The details of the Dreyfus case are very well known; Adam Gopnik's summary of it in the The New Yorker is a good introduction. To summarize it still further, in the 1890s a shady French officer named Ferdinand Walsin Esterhazy volunteered to sell military secrets to the Germans, and French counter-espionage got wind of it.
Rather than catch the real culprit, though, French intelligence agents found Dreyfus as a useful suspect: he'd been born in Alsace in 1859 when it was still a French province, before it was conquered by Germany in the Franco-Prussian War of 1871. He still visited relatives in Alsace. And conveniently, he was a bourgeois Jew, one of the new men gradually replacing the French officer-aristocrats who'd lost that war.
Tried in a court-martial, found guilty and publicly degraded, Dreyfus was packed off to Devil's Island in South America still protesting his innocence. But as the years passed, the evidence against him looked worse and worse. Eventually the famous French novelist Émile Zola published his famous "J'Accuse" polemic, accusing everyone from the French president on down of having imprisoned an innocent man.
A nation split down the middle
The case split France right down the middle, between democratic secular Dreyfus supporters and aristocratic Catholic reactionaries. Anti-Semitism had been an open sore in Europe ever since the fall of Rome, but now it turned into something much more malevolent -- and within half a century, it turned into the Holocaust.
Dreyfus was eventually pardoned (not acquitted), brought home from Devil's Island, and even awarded the Legion of Honour. He served as a competent officer in the First World War and died in 1935. By then, French society had become polarized between the "Old Regime" based on the church and the army and fuelled by anti-Semitism, and the republicans who wanted a secular left-wing society. That divide persisted at least to the end of the Second World War.
Omar Khadr seems not to resemble Alfred Dreyfus, but the parallels are there. Since 9/11, anti-Islamic views have been an acceptable substitute for anti-Semitism, casting suspicion on a whole religion. In both cases, democratic institutions were stressed into perverting themselves: Dreyfus's court-martial was a kangaroo court, and so was Khadr's trial in Guantanamo. (The Guantanamo detention camp was set up precisely because prisoners sent there would lack the constitutional protections of being on American soil and the treaty protections of being prisoners of war.)
The U.S. government under George W. Bush was notably vindictive toward Omar Khadr, who by rights shouldn't have been imprisoned at all. He was, at 15, a child soldier; recruiting him was itself a war crime. Thousands of other child soldiers fill the ranks of Boko Haram and the Lord's Resistance Army, but governments and NGOs make efforts to rescue and rehabilitate them.
Not in Omar Khadr's case. "Terrorists" have become the new all-purpose enemies, justifying any and all breaches of constitutional and treaty rights -- and his rights were well and truly breached by torture, a sham military trial, and a coerced confession.

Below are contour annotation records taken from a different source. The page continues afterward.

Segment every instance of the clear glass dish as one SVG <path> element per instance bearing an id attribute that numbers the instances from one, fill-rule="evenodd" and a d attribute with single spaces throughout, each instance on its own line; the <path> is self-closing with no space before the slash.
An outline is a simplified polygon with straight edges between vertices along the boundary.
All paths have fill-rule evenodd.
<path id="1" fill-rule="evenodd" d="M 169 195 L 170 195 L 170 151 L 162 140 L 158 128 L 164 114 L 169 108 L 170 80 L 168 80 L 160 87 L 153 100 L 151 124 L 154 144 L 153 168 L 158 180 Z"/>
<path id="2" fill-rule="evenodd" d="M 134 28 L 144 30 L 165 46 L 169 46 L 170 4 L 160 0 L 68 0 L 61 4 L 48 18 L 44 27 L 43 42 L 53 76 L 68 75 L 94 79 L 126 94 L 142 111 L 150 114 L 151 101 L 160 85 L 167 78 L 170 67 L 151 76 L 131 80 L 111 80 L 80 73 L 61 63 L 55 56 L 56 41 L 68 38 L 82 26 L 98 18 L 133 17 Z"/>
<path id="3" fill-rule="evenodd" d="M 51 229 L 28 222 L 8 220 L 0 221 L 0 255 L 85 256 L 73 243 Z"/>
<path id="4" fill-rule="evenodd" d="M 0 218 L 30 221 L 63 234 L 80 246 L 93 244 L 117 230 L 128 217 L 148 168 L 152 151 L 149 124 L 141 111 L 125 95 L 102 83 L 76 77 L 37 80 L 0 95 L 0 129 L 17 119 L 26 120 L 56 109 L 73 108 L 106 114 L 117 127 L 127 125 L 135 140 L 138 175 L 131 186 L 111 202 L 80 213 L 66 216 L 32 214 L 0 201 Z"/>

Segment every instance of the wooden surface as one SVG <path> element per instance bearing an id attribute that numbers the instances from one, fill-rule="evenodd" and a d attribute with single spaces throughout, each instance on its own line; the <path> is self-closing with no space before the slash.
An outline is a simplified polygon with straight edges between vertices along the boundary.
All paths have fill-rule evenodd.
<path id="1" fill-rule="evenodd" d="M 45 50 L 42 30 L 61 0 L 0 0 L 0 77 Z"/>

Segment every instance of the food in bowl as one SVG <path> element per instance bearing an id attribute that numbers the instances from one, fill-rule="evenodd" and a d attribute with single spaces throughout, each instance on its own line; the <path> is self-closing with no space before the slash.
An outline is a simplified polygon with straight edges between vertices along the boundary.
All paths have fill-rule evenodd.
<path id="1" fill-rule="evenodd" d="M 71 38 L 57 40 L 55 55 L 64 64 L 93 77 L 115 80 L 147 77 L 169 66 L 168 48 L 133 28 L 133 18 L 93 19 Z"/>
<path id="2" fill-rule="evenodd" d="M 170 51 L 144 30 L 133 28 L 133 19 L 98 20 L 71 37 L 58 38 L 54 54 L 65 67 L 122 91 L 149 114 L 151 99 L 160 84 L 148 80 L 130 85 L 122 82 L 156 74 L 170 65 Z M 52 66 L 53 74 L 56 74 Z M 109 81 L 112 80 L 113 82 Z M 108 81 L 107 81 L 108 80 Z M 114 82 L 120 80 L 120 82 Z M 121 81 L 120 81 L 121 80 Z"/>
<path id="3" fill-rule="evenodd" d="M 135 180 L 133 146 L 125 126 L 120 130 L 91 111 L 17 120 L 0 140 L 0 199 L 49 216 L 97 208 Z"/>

Eventually the Americans calmed down and found Guantanamo an embarrassment; they began to ship the prisoners (many of them innocent) back home. But the Harper government refused to accept Omar Khadr until it absolutely had to. Then it dumped him in a maximum-security prison and fought in court against any effort to restore his rights as a Canadian citizen.
The Conservatives' eerie vindictiveness echoes that of the anti-Semitic French elite, who found Capt. Dreyfus a convenient scapegoat. Dreyfus was the enemy within, an ingrate who had betrayed his country and whose trial whipped up anti-German and anti-Semitic feelings. Omar Khadr serves the same purpose for the Conservatives, maintaining a useful level of paranoia in their base about our Muslim fellow-citizens.
France's institutions, stressed though they were, eventually survived and exonerated Capt. Dreyfus. Canadian institutions have at least managed to get Omar Khadr out of jail while he appeals his conviction. In that sense, we've survived a major stress test.
But millions in France went to their graves believing Dreyfus was guilty. Millions more support modern foreigner-hostile groups like the Front National.
Our own right-wingers, least of all Stephen Harper, will never admit they might have been wrong about the crime and punishment of Omar Khadr. The gap between Canada's right and left seems likely to persist as it has in France, with Omar Khadr as a bogeyman for one side and a victim for the other.